Nos termos do que permite a Constituição Federal, e considerando o entendimento do Supremo Tribunal Federal, as Comissões Parlamentares de Inquérito têm poderes constitucionais para determinar
- A)a interceptação telefônica do acusado.
Errada: interceptação telefônica em tempo real só pode ser determinada pelo Judiciário, não por CPI, conforme o art. 5º, XII, da CF e a Lei 9.296/1996.
- B)diligência de busca e apreensão domiciliar.
Errada: busca e apreensão domiciliar é medida invasiva sujeita à reserva de jurisdição, fora dos poderes da CPI.
- C)condução coercitiva do acusado para interrogatório.
Errada: a condução coercitiva para interrogatório, especialmente após a orientação do STF, não pode ser tratada como poder amplo e automático da CPI como se fosse um ato livre de autoridade judicial.
- D)a quebra de registros telefônicos pretéritos.

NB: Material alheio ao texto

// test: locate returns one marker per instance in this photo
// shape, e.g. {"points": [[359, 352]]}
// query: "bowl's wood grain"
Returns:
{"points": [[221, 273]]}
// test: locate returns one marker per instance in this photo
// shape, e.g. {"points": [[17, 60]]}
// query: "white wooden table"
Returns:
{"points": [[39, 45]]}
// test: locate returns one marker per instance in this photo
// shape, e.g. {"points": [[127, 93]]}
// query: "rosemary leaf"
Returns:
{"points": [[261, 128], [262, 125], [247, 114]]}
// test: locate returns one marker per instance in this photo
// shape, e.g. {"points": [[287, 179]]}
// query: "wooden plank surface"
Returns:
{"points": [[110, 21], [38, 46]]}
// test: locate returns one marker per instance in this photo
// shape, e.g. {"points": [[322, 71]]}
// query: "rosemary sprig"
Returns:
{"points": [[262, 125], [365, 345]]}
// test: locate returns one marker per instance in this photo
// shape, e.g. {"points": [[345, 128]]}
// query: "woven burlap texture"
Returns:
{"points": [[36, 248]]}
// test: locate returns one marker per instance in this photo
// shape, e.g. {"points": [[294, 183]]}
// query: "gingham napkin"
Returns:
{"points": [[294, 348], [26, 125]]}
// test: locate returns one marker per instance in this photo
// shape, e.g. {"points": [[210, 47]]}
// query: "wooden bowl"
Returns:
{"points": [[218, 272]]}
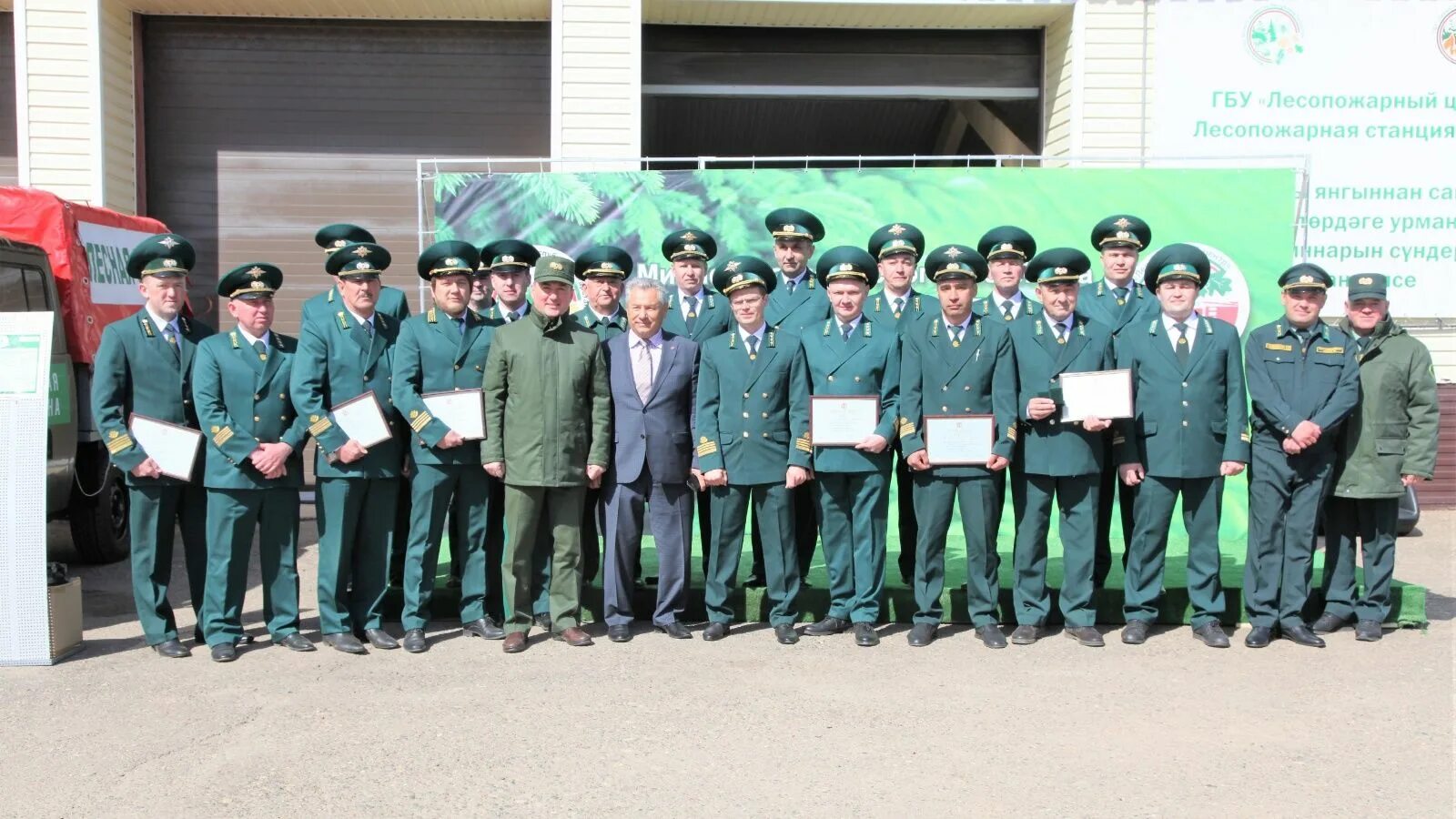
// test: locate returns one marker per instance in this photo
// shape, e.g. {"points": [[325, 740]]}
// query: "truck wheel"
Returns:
{"points": [[99, 526]]}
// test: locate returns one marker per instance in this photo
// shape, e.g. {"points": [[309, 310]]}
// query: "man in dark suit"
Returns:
{"points": [[654, 382]]}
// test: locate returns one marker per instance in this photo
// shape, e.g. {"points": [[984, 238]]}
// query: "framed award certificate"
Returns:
{"points": [[462, 410], [958, 440], [363, 420], [1097, 395], [172, 446], [842, 420]]}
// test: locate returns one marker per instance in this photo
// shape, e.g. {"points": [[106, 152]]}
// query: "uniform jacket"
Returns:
{"points": [[242, 399], [659, 433], [1394, 429], [1050, 446], [548, 402], [322, 307], [977, 378], [1289, 385], [434, 356], [339, 360], [713, 317], [865, 365], [136, 372], [1187, 420], [753, 416], [793, 312]]}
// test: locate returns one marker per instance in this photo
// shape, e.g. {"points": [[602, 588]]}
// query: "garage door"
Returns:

Certa: a CPI pode determinar a quebra de registros telefônicos pretéritos, pois isso se insere em seus poderes investigatórios reconhecidos pela Constituição e pela jurisprudência do STF.
- E)a indisponibilidade de bens do acusado.
Errada: a indisponibilidade de bens é medida cautelar patrimonial que depende de decisão judicial, não podendo ser imposta diretamente por CPI.
Gabarito: D
As CPIs têm poderes de investigação próprios das autoridades judiciais, mas isso não significa poder ilimitado. A Constituição, no art. 58, §3º, autoriza a CPI a apurar fatos determinados e, dentro desse núcleo, adotar medidas típicas de investigação, como requisição de documentos, quebra de sigilos e oitiva de testemunhas. O STF interpreta isso de forma bem objetiva: CPI investiga, mas não substitui o Judiciário nem invade medidas que a Constituição reservou a juiz. Por isso, a banca gosta de misturar duas ideias parecidas: interceptação telefônica e quebra de registros telefônicos. A interceptação é a captação da conversa em tempo real e depende de ordem judicial, nos termos do art. 5º, XII, da CF e da Lei 9.296/1996. Já a quebra de registros telefônicos pretéritos é outra história: trata-se do acesso aos dados já existentes sobre chamadas, e isso pode ser determinado por CPI, segundo a jurisprudência consolidada do STF. Então, o gabarito é a letra D. A CPI pode determinar a quebra de registros telefônicos pretéritos porque isso se encaixa nos seus poderes investigatórios e não exige, por si só, interceptação em tempo real. Em provas, pense assim: CPI pode olhar o rastro, mas não pode ouvir a conversa ao vivo. Resumo de ouro: CPI pode quebrar sigilos e requisitar informações, mas não pode determinar interceptação telefônica nem praticar medidas que dependam de reserva de jurisdição. Esse é o corte clássico cobrado em Constitucional.